I'm with BMAZ - issue the damn subpoenas already. Let Gonzo not do his job and impeach his sorry ass.

I'm sure the powers that be have a much better plan. Letting Gonzo look dumb this week and getting a few repubs to flame on him shapes public opinion - that's an important step as well.

Hard not to be impatient, but take solice in knowing that kkkkkarl the crow hater and his band of thieves have already failed at thier grand agenda. Running them out of the castle and collecting a few heads is just going to take a little longer.

All,

all this emphasis on Gonzales only allows the rabbit to get further away.

Karo X

options?

Hey what about 1) impeaching the president 2) deadline on withdrawing the troops (I hear this is slowly losing air), 3) frog marching Rove out of the WH.,

Options seem like a code word to mollify the masses.

I won't call you stupid like you did me Karo X. I will call you hollow., and threats that Congress will do something likewise.

Gonzales is nothing but a lighting rod. Just like Rumsfeld. (Remember Rummy?) He diverted attention from the WH. And now Gonzales is doing the same.

And where the hell is that rabbit?

Ooooh, back in Crawford, riding his bike.

Oh absolutely. If you can just put yourself in their shoes, BushCo is very straightforward. For example, when Cheney says everything is going just swell in Iraq, from the point of view of a war profiteer, he really means it. When W said, "you're doin' a heckuva job, Brownie," he meant from the point of view of accelerating urban renewal in NOLA, this was excellent job performance--- beyond expectations, in fact. George Tenet's medal? Totally deserved. So Gonzo's performance on Thursday was indeed exactly what they wanted him to do: stall, prevaricate, obscure. And he did it par excellence.

Is it possible these guys are asking the wrong questions?

Someone said that this is like nailing Jello to the wall. One witness shows up and can't remember who did what, or what happened. This is a shell game of sorts.

So tactics need to change: instead of did you do X, Y or Z, maybe ask "is it _possible_", or "what are the possibilities?" For instance, who could have hatched the plan, who could have been responsible. If they rule out Karl Rove or Harriot Myers, then hey, clearly they are saying something _could not have happened_. I suspect that they would have to say it is possible, or face serious perjury charges.

Once everyone that can be called to testify has agreed on who could have possibly put the plan together, then get them all up as one bunch and ask them the questions _as a group_. I know you can't do this in a court of law, or even a grand jury, but group testimony could be enlightening in this case, and maybe lead to obstruction and conspiracy charges.

Which of you did X, Y or Z? Nobody?
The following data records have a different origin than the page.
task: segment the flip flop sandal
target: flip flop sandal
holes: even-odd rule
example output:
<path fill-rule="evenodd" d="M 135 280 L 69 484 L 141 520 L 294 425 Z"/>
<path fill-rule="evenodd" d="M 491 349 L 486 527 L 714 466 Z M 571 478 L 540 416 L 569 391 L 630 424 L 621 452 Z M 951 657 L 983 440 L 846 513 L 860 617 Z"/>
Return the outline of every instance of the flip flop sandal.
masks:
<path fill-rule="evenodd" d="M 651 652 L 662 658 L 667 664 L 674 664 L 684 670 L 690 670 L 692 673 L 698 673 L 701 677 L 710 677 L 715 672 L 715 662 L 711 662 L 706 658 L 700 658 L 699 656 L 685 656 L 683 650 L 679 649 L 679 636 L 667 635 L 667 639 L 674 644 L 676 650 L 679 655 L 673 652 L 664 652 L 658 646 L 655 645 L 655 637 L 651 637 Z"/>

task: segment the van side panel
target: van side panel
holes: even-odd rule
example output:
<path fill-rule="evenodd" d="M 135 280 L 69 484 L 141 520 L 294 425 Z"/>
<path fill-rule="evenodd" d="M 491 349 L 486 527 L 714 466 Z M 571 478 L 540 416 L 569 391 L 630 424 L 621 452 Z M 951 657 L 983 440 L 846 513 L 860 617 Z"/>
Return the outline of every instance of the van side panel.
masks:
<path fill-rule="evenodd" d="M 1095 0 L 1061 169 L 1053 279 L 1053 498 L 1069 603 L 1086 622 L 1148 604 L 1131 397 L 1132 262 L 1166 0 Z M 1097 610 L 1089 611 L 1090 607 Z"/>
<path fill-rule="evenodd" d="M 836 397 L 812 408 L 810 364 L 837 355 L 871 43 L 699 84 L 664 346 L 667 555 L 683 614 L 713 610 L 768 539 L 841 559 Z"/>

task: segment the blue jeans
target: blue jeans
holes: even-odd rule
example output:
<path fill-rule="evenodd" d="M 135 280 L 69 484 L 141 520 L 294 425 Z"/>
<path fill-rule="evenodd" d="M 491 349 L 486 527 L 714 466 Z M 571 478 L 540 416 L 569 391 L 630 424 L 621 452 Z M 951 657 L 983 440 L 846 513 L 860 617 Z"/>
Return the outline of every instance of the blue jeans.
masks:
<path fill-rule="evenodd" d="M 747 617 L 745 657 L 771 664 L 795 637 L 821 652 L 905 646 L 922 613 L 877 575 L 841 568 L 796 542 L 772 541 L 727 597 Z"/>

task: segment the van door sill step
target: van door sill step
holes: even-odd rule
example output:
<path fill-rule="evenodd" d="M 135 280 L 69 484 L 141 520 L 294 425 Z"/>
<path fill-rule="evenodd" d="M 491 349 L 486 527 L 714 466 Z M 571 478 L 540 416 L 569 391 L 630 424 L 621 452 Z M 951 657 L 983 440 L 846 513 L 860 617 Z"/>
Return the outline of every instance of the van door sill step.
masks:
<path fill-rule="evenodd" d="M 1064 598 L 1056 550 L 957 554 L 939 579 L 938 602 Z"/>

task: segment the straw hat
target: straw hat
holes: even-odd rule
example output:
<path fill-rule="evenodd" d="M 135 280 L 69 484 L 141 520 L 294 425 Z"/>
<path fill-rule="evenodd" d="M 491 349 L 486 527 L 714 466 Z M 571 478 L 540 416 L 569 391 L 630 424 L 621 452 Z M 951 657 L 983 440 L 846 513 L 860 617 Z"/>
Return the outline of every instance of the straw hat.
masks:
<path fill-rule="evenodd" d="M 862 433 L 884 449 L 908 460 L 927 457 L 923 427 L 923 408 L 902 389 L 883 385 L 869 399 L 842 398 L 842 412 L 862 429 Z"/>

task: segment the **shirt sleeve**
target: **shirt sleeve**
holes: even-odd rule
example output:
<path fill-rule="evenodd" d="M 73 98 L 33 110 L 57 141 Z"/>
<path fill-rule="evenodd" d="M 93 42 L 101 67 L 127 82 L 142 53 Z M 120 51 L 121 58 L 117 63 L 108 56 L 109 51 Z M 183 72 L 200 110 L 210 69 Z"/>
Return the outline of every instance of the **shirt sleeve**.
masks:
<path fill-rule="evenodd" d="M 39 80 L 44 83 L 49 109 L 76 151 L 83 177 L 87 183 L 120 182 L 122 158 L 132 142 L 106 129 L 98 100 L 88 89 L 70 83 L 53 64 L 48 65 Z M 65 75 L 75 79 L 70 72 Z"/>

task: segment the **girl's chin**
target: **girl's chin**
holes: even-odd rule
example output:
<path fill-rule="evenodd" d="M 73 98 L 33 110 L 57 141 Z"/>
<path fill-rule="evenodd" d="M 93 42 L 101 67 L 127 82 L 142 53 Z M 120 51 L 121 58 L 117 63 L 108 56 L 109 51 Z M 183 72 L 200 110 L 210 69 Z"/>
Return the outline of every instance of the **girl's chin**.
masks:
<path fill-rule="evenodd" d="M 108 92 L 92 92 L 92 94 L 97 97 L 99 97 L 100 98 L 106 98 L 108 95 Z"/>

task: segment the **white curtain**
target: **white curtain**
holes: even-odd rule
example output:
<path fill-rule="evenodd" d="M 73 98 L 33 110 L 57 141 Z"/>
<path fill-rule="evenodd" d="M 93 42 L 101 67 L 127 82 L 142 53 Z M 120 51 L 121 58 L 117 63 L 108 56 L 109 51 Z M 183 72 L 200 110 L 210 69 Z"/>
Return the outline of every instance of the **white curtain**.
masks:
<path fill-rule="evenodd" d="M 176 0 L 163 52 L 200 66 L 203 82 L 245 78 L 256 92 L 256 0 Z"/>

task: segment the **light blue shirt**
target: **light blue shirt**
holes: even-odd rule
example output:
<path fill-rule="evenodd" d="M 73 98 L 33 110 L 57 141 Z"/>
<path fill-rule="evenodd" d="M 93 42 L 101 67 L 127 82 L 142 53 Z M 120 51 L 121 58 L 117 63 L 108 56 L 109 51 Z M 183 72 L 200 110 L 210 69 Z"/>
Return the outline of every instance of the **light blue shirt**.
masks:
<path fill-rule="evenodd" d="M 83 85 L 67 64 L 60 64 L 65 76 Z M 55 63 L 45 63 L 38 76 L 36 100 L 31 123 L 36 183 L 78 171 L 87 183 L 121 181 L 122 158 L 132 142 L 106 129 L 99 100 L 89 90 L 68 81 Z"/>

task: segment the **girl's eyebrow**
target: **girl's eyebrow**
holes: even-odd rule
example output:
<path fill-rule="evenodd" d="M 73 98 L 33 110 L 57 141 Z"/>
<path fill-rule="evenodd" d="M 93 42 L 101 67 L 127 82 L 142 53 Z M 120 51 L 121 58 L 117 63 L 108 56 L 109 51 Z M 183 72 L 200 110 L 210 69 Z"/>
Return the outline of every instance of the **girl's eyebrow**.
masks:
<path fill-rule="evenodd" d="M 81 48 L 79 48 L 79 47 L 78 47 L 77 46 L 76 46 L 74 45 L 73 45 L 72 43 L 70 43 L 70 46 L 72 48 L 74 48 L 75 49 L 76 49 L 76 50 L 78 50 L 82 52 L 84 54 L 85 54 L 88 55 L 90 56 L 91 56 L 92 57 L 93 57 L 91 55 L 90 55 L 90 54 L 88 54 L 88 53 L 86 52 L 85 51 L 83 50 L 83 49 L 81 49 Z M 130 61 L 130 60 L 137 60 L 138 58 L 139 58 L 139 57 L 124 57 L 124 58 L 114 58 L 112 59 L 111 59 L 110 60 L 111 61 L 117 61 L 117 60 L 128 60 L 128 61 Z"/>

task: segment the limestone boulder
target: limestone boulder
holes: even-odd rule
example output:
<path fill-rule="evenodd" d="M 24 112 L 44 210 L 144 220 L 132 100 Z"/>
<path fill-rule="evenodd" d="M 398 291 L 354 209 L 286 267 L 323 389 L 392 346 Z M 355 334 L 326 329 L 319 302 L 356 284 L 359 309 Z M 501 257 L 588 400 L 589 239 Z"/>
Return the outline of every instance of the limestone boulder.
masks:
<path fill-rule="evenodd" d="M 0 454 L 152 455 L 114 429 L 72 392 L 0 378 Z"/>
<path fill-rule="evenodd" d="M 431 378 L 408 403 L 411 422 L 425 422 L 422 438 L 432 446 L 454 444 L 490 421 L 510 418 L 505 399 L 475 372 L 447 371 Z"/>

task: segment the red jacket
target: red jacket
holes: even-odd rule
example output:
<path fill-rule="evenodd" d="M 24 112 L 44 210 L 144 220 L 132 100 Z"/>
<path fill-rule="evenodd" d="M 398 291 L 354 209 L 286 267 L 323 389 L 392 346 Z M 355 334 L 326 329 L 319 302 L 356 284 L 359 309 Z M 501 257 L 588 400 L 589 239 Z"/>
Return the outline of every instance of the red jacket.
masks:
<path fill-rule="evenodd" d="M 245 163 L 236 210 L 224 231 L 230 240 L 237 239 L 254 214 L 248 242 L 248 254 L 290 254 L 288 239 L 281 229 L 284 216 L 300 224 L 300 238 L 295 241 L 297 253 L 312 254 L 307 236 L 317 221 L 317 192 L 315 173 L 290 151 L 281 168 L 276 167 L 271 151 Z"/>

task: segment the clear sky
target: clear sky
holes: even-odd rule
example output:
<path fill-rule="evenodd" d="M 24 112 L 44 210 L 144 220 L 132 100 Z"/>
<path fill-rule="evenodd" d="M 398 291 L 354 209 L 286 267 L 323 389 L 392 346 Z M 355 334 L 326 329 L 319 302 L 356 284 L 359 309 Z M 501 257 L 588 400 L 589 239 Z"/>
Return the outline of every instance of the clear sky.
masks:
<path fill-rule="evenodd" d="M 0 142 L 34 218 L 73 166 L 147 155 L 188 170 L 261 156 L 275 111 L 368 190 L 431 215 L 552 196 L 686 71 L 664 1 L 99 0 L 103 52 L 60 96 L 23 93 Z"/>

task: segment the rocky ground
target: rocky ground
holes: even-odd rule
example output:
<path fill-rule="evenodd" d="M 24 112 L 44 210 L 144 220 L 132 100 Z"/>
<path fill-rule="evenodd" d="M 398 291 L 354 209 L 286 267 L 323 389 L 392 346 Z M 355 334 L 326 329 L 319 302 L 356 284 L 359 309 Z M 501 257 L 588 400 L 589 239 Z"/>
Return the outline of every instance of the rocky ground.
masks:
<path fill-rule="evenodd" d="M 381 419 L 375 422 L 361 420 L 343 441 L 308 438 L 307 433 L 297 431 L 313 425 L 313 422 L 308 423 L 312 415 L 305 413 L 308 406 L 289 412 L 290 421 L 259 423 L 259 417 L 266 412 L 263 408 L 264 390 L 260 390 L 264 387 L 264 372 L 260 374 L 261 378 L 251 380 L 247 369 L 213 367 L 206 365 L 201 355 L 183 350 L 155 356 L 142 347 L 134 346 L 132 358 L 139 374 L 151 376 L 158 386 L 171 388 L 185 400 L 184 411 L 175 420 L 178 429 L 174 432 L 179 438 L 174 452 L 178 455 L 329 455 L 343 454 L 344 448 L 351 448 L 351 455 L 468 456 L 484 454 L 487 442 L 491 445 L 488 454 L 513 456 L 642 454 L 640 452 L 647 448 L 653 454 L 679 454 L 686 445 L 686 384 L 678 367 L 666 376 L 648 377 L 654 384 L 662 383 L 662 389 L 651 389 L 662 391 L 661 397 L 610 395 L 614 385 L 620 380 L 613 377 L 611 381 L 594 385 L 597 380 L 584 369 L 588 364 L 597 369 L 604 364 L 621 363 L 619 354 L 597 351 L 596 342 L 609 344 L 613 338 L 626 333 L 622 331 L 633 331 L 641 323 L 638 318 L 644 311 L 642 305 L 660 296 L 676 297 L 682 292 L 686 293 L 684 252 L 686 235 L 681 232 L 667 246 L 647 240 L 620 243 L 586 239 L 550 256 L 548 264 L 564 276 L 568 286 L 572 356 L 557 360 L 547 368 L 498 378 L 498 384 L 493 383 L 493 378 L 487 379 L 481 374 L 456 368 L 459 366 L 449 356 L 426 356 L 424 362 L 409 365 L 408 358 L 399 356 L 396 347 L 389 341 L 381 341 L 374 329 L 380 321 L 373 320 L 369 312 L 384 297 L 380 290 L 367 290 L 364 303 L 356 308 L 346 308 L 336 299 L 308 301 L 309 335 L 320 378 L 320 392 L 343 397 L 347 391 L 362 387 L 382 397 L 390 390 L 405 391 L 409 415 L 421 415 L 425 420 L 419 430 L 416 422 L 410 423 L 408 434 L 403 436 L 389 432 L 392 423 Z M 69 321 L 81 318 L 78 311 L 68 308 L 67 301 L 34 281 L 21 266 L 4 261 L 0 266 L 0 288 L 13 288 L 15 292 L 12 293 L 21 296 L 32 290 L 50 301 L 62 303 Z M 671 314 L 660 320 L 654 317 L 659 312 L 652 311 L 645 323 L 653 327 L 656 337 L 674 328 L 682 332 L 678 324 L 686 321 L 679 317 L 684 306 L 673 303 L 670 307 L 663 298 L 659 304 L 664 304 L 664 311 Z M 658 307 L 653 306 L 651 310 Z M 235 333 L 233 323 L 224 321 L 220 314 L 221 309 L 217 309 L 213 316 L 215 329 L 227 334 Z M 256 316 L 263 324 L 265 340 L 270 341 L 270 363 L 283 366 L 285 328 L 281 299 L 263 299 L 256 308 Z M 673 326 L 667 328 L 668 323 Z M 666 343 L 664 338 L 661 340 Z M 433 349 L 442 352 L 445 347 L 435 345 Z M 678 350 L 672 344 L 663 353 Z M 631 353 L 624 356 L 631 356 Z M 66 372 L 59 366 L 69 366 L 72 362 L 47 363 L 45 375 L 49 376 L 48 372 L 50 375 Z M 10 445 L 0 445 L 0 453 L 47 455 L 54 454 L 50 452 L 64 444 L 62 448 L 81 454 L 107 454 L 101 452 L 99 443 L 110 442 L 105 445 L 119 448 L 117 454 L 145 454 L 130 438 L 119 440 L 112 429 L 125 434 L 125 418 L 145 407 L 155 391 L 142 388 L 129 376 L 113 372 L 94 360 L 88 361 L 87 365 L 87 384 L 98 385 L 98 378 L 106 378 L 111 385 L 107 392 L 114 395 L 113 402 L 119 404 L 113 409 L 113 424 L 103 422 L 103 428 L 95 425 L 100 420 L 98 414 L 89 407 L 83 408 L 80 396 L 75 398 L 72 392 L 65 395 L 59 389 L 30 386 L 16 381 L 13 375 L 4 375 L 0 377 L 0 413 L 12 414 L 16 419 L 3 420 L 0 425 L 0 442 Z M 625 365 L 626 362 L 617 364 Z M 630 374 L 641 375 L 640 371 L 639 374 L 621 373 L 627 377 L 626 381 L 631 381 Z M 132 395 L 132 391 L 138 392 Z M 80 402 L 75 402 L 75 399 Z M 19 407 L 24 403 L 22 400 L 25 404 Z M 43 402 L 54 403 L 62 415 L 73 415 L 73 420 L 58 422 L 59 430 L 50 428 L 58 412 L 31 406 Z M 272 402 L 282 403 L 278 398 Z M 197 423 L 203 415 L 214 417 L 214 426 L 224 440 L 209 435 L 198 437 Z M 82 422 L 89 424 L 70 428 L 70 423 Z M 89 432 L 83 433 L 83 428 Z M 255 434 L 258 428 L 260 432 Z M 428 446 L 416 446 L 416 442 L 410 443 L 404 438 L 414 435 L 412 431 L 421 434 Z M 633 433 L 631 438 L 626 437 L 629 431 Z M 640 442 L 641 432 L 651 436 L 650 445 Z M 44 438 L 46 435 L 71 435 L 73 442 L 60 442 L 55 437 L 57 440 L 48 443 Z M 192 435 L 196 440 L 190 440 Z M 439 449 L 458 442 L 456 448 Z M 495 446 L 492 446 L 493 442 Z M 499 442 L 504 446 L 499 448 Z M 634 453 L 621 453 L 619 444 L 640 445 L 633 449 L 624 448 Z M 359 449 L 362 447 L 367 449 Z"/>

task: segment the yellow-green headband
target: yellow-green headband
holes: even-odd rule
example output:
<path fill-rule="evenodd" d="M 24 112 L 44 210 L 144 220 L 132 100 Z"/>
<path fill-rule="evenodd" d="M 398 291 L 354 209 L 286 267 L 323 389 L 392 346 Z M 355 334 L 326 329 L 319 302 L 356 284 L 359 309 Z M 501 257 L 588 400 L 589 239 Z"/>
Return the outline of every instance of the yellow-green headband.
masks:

Which of you participated in the plan making? Nobody? Group denial would look so good.

tomj,

that wouldn't hold up. The congress still has to go to DOJ for the obstruction and conspiracy charge even as they would for a perjury charge and the usual law applies.

What is commonly done is to get something (a chargeable offense) on someone and force them to testify in order to prove themselves innocent. Then you have a base that is concrete enough to build a legal case.

No individual can be charged for not remembering or not being sure. It is just when the not remembering or not being sure doesn't convince the jury or judge that the individual is innocent, that that kind of testimony is harmful to the individual and he will for his own self tell a precise story.

Now with Wilson-Plame-Rove there was a charge (or the perception of one) and the people gave precise answers to the FBI, the Grand Jury, and the DOJ investigators (under oath). So Libby got caught in what appeared to the jury as lies.
Of course then the original charge disappeared.

People will not again fall for that anytime soon.